Many did so with the intent of paving the way to a better life for the families they’d left back home. But, cut off from everything and everybody they’d known and with the possibility of being sent home if they proved unacceptable, the women often found life in Canada hard.
“As I interviewed these women (for the play), a lot spoke about the solitude and the loneliness and the fear they would be sent back,” says Anthony. Community, family, language: they’d sacrificed it all.
Referencing recent news stories of Filipino women who have been hired as nannies in Canada only to find themselves in horrendous working situations, Anthony says those Caribbean women of decades ago also endured misery. “There was no time off, there was sexual abuse. It was a dangerous time for these women because they were at the mercy of their employers.”

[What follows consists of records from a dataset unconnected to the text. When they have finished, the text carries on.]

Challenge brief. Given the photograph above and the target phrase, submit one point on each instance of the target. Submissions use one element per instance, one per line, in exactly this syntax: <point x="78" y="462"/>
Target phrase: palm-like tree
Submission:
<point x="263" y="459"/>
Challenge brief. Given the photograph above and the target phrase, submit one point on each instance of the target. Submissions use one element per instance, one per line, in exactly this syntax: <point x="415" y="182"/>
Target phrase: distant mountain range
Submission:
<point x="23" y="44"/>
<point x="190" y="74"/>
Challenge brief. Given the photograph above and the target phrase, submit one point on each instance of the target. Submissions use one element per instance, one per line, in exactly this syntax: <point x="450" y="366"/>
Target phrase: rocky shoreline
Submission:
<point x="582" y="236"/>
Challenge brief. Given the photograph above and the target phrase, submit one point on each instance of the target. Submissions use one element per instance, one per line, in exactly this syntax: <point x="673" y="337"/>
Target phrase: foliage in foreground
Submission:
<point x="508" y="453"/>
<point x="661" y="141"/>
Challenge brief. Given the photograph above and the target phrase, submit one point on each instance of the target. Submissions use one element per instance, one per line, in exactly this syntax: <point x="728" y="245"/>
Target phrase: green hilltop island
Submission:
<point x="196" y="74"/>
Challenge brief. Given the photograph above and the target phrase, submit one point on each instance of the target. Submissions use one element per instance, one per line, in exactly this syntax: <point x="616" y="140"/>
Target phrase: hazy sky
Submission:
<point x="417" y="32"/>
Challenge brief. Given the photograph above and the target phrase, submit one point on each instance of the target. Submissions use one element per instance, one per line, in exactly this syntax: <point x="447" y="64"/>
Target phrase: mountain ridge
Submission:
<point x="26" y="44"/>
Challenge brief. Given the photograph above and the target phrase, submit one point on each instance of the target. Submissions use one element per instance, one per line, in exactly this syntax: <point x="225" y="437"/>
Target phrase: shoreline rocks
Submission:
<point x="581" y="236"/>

To deal with that kind of situation – which was hardly unique to Canada — and to get through the pain of leaving their children behind, many women simply shut down emotionally, says Anthony. And when those women did eventually try to reconnect with their children, many found themselves too emotionally stunted to do so, says the playwright.
“How my family expressed love was by making sure you had a roof over your head, that you got an education, that you had clean clothing. And giving you opportunities they never had … that was the ultimate sacrifice, the ultimate ‘I love you.’”
Today, says Anthony, “we are mothering in a gentler and kinder way, and a more verbal way.” But the kind of fraught relationship that Daphne and her daughters endure in the play continues to dog many, including Anthony herself.
While she now recognizes how tough it was for her mother, who was in her early 20s at the time, to leave her children, “There are days when I’m much more forgiving of my mother than others … I grew up with this hole in my heart, and even now as an adult it sometimes re-opens. Little things will trigger me. You never quite get over being a child who was left behind.”
How Black Mothers Say I Love You is at GCTC March 6-25 (Previews: March 6 and 7. Opening night, March 8). Tickets: GCTC box office, 613-236-5196, gctc.ca.